In the 25 individual seasons in which Cashman has offered some version of this commentary, I have had doubts quite often that the GM was saying words because what other choice did he have? But it felt like the quicksand was too thick. Yet, his Yankees have always found a way to contend and, in every year but four, make the playoffs. So I will not bet against that happening again.


Charles Wenzelberg / New York Post

There is a path with Carlos Rodon and Luis Severino in which their already strong run prevention could become iron clad. Aaron Judge is due back next week and Giancarlo Stanton by the end of the month. And, well, there is something in the Yankees’ DNA to win even when not playing particularly well.

But I also would not bet on this group. Because this feels like more than a five-week malaise. The Yankees reached their high-water mark last season at 61-23 on July 8. Since then, including the postseason, they were 57-61.

This could emphasize Cashman’s “long season” perspective — perhaps the Yankees are going to assemble their 61-23 later in the season. But what beset the Yankees in the second half last season — injuries and an offensive overreliance on Judge — hasn’t vanished. After the All-Star break last season, Judge had a 1.286 OPS and the rest of the team was .652. That was with a healthy, historic Judge. This season the Yankees team OPS was .676, Judge included. Cashman added no lineup impact in the offseason and lost Andrew Benintendi and Matt Carpenter. And when I note the record in that time, Cashman notes it is unfair because of the injuries since the middle of last year.

But that’s the problem. Is there really going to be some magic moment when all the key components are healthy? Or will Judge come back and the inevitable back malady strike Anthony Rizzo? Will Stanton come back and DJ LeMahieu break down for a third straight year? And how long will Stanton stay healthy or Severino or Rodon? History says not long.


Yankees Giancarlo Stanton and Aaron Judge stand on the dugout steps
Giancarlo Stanton and Aaron Judge are just two of the injury hurdles already tripping up the Yankees.
Corey Sipkin for the NY POST

Cashman’s high-profile personnel moves from the 2021 trade deadline until today have mostly not gone well. They are replete with ineffectiveness or injuries and depleted upper-level talent that sure would be helpful for the 2023 team as internal support or for further trades.

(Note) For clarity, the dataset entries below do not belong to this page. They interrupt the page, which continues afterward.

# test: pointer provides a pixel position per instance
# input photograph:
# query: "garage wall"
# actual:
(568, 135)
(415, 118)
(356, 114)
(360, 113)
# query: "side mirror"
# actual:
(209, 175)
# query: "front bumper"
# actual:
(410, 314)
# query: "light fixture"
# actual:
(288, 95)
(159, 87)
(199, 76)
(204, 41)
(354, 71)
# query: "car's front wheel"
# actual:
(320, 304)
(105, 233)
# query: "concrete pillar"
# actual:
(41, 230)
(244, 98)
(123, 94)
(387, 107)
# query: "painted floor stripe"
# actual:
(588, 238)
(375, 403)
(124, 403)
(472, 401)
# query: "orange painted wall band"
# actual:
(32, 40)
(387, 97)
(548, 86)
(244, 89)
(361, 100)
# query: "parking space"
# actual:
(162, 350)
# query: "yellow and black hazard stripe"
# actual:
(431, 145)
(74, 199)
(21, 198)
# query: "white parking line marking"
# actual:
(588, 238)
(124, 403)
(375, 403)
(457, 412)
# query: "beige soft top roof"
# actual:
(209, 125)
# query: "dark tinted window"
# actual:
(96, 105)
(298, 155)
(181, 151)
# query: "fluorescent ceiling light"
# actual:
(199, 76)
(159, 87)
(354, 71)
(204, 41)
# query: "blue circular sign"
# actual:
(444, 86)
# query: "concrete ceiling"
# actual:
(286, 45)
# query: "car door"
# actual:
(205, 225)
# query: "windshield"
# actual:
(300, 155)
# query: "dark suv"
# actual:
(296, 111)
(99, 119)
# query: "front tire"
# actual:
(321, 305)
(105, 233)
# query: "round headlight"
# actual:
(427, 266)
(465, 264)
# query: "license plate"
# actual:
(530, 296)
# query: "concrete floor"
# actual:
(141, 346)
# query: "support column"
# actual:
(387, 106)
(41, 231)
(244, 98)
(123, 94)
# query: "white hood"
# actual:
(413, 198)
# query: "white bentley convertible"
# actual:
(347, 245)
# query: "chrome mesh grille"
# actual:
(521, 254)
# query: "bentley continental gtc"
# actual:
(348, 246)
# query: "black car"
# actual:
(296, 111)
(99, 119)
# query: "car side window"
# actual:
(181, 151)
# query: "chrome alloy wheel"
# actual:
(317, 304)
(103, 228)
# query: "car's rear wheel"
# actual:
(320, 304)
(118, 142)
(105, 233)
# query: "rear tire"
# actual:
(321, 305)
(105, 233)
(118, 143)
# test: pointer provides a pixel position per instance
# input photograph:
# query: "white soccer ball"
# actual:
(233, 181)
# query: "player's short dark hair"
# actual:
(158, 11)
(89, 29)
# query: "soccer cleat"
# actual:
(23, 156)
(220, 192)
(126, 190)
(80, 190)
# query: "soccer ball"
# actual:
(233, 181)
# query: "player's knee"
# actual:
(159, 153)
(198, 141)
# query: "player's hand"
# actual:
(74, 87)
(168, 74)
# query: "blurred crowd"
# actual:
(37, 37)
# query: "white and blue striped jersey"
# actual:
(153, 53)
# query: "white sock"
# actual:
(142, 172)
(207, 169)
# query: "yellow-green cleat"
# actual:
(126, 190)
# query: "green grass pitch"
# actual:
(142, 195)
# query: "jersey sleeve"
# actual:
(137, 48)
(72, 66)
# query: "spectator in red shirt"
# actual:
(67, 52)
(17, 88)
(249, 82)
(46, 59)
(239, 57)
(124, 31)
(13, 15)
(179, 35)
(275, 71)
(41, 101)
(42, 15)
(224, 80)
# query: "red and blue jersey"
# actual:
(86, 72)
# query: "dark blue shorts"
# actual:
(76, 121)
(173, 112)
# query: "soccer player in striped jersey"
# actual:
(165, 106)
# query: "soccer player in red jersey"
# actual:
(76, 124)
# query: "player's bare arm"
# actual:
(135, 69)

For a team with a nearly $300 million payroll, the Yankees are at the mercy of their two most expensive players, Judge and Gerrit Cole. The distribution of talent up and down the roster is not nearly as good as that of the Rays and Blue Jays, and since the Orioles and Red Sox are hardly knockovers, the division is going to be difficult to navigate from bottom to top with so much physical and performance uncertainty.

History, though, tells us to trust Cashman’s call not to give up on the Yankees. History tells us they will be fine. I wouldn’t bet against them.

But there is the kind of fragility to scream not to bet on the 2023 Yankees either.